NEW YORK – A group of researchers in Switzerland has set out to show the feasibility of incorporating a comprehensive suite of tumor profiling technologies into the treatment decision-making process for cancer patients and prove that such a multi-omics approach will add value over standard approaches and improve precision therapy decisions.
The researchers outlined the design and aims of the Tumor Profiler study, dubbed TuPro, in Cancer Cell on Thursday.
The TuPro study is rooted in the researchers' notion that oncologists are not making the best personalized treatment decisions for patients by relying just on targeted DNA profiling using next-generation sequencing and digital pathology-based tests. The researchers within the TuPro consortium hypothesized that integrating a more comprehensive suite of omics tests could lead to a more complete understanding of patients' tumors, including providing insights into the tumor microenvironment, heterogeneity, and ex vivo responses to certain drugs. This, in turn, could help inform the best course of treatment.
To determine the feasibility of integrating these newer, non-standard technologies into routine diagnostics and precision oncology treatment decision-making, the TuPro researchers designed a prospective, observational study funded and conducted by the TuPro consortium, which includes Roche, ETH Zurich, University of Zurich, University Hospital Zurich, and University Hospital Basel.
Over the course of three years, a suite of tests will be applied to tumor samples collected from 240 patients total, including roughly 120 patients with metastatic melanoma, 80 with metastatic epithelial ovarian cancer, and 40 with acute myeloid leukemia. Recruitment for the study began in 2018, and as of today, the melanoma cohort has been fully enrolled and the ovarian cancer and AML cohorts are expected to complete enrollment within the next few months. Results from the melanoma cohort are expected to be published during the second half of 2021. According to Anja Irmisch of the University Hospital Zurich and other authors of the Cancer Cell commentary, these three cancer types were selected for the study "based on the potential clinical benefit and availability of sufficient tumor material for simultaneous analysis across all technologies."
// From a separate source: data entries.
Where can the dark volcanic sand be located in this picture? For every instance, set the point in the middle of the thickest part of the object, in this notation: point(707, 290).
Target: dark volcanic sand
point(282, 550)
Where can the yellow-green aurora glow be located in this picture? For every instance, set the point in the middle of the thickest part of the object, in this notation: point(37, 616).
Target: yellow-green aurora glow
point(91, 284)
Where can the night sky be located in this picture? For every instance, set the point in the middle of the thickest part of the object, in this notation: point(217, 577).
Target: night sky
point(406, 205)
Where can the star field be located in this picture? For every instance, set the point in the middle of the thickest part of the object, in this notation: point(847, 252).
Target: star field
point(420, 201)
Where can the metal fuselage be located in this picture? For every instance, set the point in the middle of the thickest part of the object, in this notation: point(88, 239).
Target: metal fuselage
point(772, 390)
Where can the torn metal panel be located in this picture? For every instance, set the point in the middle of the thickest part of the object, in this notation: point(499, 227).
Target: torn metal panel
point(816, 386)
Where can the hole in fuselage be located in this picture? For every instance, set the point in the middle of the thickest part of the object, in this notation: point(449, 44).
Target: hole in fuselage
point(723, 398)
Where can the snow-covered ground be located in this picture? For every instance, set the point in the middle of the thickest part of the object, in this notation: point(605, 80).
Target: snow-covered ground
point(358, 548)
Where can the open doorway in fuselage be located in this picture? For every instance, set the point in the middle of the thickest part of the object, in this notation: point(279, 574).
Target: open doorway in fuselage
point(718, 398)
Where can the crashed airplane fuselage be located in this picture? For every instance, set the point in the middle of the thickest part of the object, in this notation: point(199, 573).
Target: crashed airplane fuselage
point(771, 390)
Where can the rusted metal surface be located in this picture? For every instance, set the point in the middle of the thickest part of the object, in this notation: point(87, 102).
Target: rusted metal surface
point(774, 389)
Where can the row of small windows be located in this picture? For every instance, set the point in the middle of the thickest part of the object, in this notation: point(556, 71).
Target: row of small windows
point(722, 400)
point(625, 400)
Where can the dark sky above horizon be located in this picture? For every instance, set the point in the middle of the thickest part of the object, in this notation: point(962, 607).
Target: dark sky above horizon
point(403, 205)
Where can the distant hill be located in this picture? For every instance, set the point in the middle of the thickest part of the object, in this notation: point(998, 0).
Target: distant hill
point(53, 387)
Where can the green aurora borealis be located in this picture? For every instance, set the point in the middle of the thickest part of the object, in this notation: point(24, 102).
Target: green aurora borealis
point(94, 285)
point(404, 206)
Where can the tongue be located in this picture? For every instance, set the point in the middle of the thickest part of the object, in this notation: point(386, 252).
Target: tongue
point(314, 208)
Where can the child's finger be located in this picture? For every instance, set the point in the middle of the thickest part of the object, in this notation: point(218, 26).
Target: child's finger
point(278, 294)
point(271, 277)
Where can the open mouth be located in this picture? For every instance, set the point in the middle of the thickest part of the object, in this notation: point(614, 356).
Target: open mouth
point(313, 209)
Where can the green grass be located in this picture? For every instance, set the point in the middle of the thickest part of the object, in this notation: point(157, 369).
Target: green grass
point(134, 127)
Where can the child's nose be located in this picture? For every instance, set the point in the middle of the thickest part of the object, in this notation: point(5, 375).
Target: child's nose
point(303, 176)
The suite of technologies in the TuPro study feature single-cell RNA and DNA sequencing; bulk proteotyping; single-cell CyTOF protein-based analyses; digital pathology; imaging mass cytometry; two ex vivo, single-cell resolution drug response profiling technologies, including pharmacoscopy and 4i (iterative indirect immunofluorescence imaging); bulk RNA sequencing; and targeted DNA sequencing of both the tumor and blood-derived cell-free DNA.
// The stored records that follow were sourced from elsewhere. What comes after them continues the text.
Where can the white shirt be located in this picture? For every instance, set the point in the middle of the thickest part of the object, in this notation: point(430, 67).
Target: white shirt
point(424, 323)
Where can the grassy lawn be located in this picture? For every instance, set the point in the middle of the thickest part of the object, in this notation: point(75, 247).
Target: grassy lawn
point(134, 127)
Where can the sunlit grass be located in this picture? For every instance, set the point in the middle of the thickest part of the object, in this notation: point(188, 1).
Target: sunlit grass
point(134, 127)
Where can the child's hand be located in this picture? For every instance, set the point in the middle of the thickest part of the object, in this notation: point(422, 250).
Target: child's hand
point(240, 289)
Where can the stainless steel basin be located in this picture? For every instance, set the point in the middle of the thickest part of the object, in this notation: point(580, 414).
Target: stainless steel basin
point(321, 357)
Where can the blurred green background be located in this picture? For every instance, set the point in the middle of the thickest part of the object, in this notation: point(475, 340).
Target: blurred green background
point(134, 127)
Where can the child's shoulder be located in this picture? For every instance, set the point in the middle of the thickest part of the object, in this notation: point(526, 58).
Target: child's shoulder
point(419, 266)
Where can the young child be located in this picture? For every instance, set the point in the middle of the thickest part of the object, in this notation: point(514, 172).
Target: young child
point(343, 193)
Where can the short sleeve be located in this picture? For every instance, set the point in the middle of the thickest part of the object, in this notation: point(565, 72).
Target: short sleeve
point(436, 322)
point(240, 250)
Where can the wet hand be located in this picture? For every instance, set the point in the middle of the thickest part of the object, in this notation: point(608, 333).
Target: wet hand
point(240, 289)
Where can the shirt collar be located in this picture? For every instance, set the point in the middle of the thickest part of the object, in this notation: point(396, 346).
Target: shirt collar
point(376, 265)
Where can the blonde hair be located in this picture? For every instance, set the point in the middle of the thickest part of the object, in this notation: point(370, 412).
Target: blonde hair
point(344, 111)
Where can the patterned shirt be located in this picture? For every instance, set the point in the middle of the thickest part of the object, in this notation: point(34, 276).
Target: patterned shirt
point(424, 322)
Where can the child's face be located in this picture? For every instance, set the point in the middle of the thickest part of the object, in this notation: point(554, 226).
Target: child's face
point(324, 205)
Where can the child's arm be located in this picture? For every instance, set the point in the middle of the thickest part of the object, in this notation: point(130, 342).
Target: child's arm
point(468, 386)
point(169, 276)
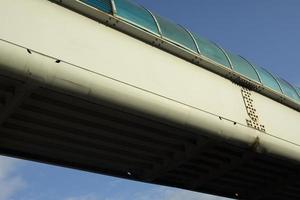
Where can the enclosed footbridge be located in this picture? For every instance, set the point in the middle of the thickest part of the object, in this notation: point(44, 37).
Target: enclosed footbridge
point(109, 87)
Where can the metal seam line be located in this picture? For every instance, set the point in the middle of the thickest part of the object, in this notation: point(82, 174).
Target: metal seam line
point(155, 20)
point(259, 78)
point(224, 52)
point(291, 87)
point(193, 38)
point(274, 79)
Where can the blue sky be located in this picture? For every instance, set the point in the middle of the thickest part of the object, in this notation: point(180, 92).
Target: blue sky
point(267, 32)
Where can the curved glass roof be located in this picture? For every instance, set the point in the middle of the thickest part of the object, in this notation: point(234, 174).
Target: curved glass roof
point(103, 5)
point(268, 79)
point(136, 14)
point(211, 51)
point(243, 67)
point(140, 17)
point(288, 89)
point(176, 34)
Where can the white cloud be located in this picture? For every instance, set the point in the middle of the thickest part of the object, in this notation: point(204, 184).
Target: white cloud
point(10, 183)
point(84, 197)
point(165, 193)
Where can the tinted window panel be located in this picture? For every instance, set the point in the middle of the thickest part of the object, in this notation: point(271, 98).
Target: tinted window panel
point(211, 51)
point(104, 5)
point(176, 34)
point(288, 90)
point(241, 66)
point(268, 79)
point(136, 14)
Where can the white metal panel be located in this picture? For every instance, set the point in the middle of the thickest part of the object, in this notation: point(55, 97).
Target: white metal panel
point(58, 32)
point(61, 33)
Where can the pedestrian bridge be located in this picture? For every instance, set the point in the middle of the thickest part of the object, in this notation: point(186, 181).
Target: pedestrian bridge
point(109, 87)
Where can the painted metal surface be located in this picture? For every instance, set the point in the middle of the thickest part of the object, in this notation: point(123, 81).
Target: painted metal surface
point(136, 15)
point(82, 94)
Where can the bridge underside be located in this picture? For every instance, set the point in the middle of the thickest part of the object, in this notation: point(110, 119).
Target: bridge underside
point(47, 125)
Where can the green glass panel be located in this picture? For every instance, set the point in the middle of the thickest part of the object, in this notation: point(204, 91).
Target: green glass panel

The test results will be analyzed in what the researchers are calling a "fast diagnostic loop," during which the data are compiled into a molecular research report for each patient and presented to a multidisciplinary pre-tumor board for treatment decision-making. The pre-tumor board considers three different levels of evidence and makes treatment recommendations for each.
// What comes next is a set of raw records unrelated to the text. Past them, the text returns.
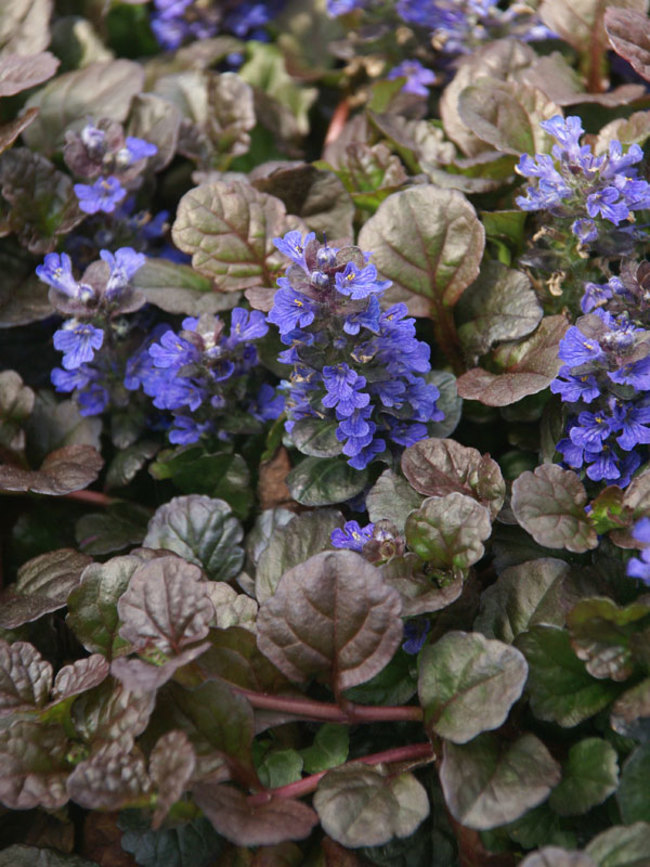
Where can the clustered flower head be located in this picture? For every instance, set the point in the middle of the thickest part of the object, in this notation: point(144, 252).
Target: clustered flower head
point(175, 22)
point(114, 162)
point(606, 378)
point(593, 193)
point(94, 304)
point(351, 361)
point(201, 375)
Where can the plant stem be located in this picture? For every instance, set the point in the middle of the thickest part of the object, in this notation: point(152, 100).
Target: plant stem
point(412, 752)
point(320, 710)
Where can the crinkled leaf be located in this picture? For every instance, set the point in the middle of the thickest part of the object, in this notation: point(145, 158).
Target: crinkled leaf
point(330, 748)
point(632, 795)
point(589, 776)
point(560, 688)
point(422, 589)
point(201, 530)
point(25, 677)
point(33, 757)
point(333, 615)
point(488, 782)
point(71, 468)
point(110, 779)
point(171, 765)
point(292, 543)
point(24, 26)
point(525, 367)
point(92, 607)
point(553, 856)
point(177, 288)
point(166, 606)
point(111, 714)
point(325, 481)
point(523, 596)
point(80, 676)
point(621, 846)
point(366, 805)
point(100, 90)
point(246, 824)
point(448, 532)
point(601, 635)
point(391, 498)
point(42, 586)
point(499, 305)
point(550, 505)
point(507, 115)
point(228, 229)
point(468, 683)
point(438, 467)
point(429, 242)
point(22, 72)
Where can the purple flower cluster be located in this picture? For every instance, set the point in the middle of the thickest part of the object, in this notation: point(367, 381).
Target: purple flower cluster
point(175, 22)
point(586, 190)
point(606, 379)
point(639, 567)
point(351, 361)
point(201, 375)
point(93, 302)
point(112, 160)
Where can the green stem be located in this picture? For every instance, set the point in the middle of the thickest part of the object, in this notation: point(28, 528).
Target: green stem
point(351, 714)
point(410, 753)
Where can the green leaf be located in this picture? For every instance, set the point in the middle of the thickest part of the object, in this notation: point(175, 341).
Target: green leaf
point(201, 530)
point(334, 616)
point(429, 242)
point(366, 805)
point(621, 846)
point(330, 748)
point(561, 690)
point(550, 505)
point(448, 532)
point(524, 367)
point(489, 782)
point(92, 606)
point(392, 499)
point(438, 467)
point(499, 305)
point(589, 776)
point(468, 684)
point(632, 795)
point(507, 115)
point(523, 596)
point(292, 543)
point(325, 481)
point(228, 229)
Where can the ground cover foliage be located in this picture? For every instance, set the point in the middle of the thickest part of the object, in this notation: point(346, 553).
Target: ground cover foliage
point(324, 426)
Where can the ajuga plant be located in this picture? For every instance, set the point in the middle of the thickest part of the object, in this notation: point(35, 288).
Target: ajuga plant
point(324, 433)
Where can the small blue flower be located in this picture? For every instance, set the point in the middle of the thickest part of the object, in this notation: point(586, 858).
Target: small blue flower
point(104, 195)
point(78, 341)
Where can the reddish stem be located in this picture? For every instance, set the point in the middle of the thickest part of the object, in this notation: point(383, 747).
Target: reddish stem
point(412, 752)
point(320, 710)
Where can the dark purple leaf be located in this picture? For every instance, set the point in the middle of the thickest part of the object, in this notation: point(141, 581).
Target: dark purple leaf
point(437, 467)
point(171, 765)
point(366, 805)
point(245, 824)
point(429, 242)
point(468, 683)
point(71, 468)
point(166, 606)
point(333, 615)
point(488, 782)
point(550, 505)
point(525, 367)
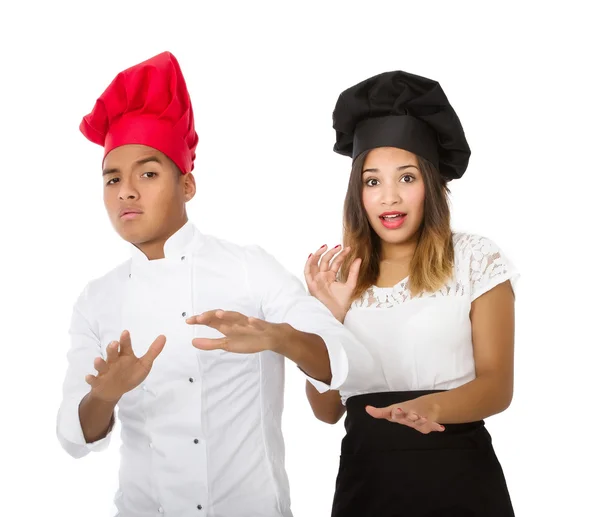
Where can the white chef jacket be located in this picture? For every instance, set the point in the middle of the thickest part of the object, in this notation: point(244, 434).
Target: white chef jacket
point(202, 435)
point(424, 342)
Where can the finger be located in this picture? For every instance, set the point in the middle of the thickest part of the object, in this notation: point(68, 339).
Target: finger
point(380, 412)
point(324, 265)
point(309, 275)
point(232, 317)
point(312, 264)
point(210, 344)
point(112, 352)
point(337, 262)
point(412, 417)
point(201, 319)
point(153, 352)
point(100, 365)
point(125, 340)
point(353, 273)
point(257, 323)
point(92, 380)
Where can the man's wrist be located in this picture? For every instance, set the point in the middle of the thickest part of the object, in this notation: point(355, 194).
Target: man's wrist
point(282, 337)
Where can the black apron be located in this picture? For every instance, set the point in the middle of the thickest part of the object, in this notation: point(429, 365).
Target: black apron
point(390, 470)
Treatment recommendations in the first level will have to meet standard clinical guidelines or fall within what is already recommended by the European Society for Medical Oncology. Therapies in the second level will comprise standard approaches plus emerging clinical approaches, and the third level will include approaches that meet the second level of evidence and are further supported with the data gleaned from the suite of TuPro technologies. All of these recommendations plus a summary of the pre-tumor board discussion will then be presented to an official tumor board to make the final treatment recommendation for the patient.
Differences in treatment recommendations between evidence tiers will help the researchers assess the clinical utility of their technologies, while the long-term follow-up patient data will allow them to assess how the diagnostic approach affects patients' outcomes. Over the course of six months, the researchers will collect outcomes data, as well as molecular data, ideally discovering novel biomarkers for treatment response in the process.
In terms of drug response profiling, patients' samples will be screened for responses to a "cancer-type-specific set of approved or promising off-label cancer drugs, alone or in combination." According to the authors, the inclusion of the already well-established approaches, including targeted DNA sequencing, will allow for a comparison of TuPro findings and results from past large-scale cohort studies, ultimately shedding light on the added value of the TuPro tests.
Notably, the researchers will aim to complete all TuPro tests within a clinically relevant turnaround time, which they define as within four weeks between a patient's surgery and the tumor board recommendation. They further claim that their comprehensive diagnostics infrastructure "has the potential to become routine in a few years, the same way genome and exome sequencing are now routine tests." This study, while interrogating the value of the multi-omics approach, will also allow for an assessment as to whether this timing and routine integration are indeed feasible.